The school won't be equipping each freshman with a $1,500 Glass device like it did with iPads. Instead, the program will have a total of 30 to 40 Glass units on hand, 10 for third and fourth-year students to use in the operating room and emergency department and the rest for first and second-year students to use in the classroom.
“I believe digital technology will let us bring a more impactful and relevant clinical learning experience to our students,” Dr. Ralph V. Clayman, dean of medicine, said in a statement. “Our use of Google Glass is in keeping with our pioneering efforts to enhance student education with digital technologies – such as our iPad-based iMedEd Initiative, point-of-care ultrasound training and medical simulation. Enabling our students to become adept at a variety of digital technologies fits perfectly into the ongoing evolution of healthcare into a more personalized, participatory, home-based and digitally driven endeavor.”
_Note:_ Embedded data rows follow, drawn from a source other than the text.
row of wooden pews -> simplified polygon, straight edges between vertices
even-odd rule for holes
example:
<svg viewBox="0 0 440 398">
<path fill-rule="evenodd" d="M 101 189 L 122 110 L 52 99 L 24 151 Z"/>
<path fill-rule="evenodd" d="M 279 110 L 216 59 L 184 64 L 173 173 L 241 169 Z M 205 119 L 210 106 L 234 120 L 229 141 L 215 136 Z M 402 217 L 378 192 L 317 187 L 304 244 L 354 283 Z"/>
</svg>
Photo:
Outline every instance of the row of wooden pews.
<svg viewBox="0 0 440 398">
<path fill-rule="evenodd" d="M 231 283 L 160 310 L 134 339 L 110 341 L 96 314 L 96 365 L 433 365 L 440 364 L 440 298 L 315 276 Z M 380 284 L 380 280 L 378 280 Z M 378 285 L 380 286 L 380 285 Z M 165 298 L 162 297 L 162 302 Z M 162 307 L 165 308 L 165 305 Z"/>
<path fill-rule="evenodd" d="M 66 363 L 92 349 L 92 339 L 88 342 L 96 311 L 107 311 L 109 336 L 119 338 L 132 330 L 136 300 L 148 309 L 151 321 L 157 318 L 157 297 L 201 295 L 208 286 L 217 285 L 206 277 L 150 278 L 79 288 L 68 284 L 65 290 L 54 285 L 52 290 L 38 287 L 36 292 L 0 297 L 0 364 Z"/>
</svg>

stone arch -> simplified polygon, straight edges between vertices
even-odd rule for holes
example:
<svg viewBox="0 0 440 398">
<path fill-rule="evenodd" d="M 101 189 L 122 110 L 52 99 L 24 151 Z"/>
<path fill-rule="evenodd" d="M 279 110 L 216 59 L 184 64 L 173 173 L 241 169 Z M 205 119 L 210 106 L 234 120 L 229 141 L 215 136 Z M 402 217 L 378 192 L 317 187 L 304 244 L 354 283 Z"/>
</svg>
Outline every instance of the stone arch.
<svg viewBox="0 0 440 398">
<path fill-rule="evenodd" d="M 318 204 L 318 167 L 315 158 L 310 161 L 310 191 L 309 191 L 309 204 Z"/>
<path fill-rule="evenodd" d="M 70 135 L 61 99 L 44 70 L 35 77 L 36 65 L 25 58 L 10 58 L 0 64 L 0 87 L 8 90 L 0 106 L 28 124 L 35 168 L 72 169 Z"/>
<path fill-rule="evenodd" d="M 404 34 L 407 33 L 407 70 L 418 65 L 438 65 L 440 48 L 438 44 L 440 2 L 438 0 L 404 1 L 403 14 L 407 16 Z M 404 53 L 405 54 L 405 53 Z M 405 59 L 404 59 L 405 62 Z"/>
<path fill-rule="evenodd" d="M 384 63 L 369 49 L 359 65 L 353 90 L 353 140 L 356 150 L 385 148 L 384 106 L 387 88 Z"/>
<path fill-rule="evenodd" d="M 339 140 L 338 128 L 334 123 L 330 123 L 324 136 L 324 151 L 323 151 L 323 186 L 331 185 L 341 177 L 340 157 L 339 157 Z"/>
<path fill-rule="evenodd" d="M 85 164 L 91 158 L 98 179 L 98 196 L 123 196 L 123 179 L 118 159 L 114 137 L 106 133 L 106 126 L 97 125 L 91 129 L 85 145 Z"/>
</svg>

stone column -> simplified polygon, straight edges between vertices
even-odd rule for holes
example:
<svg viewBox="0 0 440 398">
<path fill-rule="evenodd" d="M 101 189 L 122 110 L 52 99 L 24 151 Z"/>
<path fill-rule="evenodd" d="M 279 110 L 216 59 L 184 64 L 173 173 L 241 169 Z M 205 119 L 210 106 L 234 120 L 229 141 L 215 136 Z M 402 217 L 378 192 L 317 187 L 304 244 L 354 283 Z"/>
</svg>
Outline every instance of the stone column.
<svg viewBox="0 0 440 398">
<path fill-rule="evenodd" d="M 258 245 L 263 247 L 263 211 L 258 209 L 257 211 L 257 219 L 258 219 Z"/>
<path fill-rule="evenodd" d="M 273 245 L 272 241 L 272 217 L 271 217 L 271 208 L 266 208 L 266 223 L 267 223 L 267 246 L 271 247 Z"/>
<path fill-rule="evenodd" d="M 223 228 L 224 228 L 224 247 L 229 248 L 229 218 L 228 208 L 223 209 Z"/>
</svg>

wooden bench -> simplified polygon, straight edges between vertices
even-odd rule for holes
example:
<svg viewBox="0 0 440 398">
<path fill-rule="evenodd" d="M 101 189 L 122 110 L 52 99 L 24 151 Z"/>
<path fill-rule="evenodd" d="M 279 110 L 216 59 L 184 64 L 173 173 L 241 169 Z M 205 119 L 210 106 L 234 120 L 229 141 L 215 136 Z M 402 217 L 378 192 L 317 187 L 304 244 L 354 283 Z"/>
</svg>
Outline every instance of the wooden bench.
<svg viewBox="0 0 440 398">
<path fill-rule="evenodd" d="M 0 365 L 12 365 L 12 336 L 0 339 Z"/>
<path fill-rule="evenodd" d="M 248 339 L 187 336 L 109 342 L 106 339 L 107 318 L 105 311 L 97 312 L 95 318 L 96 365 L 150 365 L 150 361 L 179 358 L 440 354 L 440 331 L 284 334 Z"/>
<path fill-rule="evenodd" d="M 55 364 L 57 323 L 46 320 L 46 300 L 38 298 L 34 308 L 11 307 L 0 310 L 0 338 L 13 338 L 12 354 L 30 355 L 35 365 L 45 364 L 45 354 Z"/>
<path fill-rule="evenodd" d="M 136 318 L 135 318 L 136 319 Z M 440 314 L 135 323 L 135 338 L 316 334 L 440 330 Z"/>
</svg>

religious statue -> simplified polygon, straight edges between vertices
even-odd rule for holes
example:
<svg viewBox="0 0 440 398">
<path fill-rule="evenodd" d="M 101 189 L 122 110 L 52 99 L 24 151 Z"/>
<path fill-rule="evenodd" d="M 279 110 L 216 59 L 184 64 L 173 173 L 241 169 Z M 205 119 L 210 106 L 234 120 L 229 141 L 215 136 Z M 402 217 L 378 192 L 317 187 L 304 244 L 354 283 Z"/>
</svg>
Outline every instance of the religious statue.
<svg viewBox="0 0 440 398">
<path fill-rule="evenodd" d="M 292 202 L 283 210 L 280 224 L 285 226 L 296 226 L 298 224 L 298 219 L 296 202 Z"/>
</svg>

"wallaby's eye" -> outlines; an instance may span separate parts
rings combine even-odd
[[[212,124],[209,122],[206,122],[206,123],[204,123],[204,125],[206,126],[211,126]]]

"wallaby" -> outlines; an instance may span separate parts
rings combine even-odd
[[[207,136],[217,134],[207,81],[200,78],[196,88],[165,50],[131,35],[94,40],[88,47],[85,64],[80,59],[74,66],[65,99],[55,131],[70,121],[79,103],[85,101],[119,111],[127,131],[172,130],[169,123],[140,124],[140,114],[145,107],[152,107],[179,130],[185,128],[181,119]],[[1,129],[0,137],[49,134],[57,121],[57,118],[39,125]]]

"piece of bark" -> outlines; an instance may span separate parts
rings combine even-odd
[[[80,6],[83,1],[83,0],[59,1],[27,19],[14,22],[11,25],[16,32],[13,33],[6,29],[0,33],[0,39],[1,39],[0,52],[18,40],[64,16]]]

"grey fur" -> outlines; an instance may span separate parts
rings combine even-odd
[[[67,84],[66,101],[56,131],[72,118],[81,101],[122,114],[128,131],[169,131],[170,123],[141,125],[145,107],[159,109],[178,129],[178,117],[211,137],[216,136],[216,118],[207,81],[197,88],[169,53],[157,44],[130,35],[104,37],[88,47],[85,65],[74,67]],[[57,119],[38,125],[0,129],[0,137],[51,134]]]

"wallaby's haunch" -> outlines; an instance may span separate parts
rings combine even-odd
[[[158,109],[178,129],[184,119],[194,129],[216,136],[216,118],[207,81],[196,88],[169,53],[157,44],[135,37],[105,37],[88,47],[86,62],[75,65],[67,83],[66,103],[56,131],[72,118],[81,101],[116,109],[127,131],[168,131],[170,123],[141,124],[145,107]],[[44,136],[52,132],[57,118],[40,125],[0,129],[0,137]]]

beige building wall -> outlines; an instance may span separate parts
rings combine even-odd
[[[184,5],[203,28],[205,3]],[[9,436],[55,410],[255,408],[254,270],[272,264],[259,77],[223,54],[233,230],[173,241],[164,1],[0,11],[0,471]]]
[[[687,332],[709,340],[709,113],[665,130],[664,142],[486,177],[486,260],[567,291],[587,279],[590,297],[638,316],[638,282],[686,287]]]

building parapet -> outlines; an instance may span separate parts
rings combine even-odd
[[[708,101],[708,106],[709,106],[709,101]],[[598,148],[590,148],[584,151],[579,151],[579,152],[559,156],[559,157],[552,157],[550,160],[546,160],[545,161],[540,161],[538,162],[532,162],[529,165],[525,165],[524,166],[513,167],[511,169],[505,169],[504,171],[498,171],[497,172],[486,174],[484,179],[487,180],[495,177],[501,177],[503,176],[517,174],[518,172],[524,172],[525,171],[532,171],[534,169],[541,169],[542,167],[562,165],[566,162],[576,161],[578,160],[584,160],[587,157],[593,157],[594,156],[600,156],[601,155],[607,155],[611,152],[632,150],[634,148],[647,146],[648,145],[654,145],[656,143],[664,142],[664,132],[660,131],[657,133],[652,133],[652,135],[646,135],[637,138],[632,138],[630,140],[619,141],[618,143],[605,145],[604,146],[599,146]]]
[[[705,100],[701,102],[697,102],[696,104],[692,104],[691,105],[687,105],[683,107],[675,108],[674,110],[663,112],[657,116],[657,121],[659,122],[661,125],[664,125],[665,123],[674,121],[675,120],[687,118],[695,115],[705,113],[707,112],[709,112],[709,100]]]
UC Irvine has already begun piloting Google Glass in "operating rooms, intensive care units and the emergency department in order to assess its impact on physician efficiency and patient safety," according to a release from the University. In order to make Glass HIPAA compliant, UC Irvine is working with startup Pristine, one of several Google Glass-focused startups.
In the classroom, Glass will allow professors to transmit first person-recordings of medical procedures or examinations to their class. Students will also be able to use Glass for their coursework, potentially having a faculty member provide guidance to a student in realtime. Students will use Glass in anatomy labs, the medical simulation center, the ultrasound institute, the clinical skills center and even the basic science lecture hall. Another potential application is giving Glass to patients to record the visit from their perspective, allowing students to learn more about the patient experience.
“Medical education has always been very visual and very demonstrative, and Glass has enormous potential to positively impact the way we can educate physicians in real time,” Dr. Warren Wiechmann, assistant clinical professor of emergency medicine and associate dean of instructional technologies, who will oversee program, said in a statement. “Indeed, all of medicine is based on ‘seeing,’ not ‘reading,’ the patient.”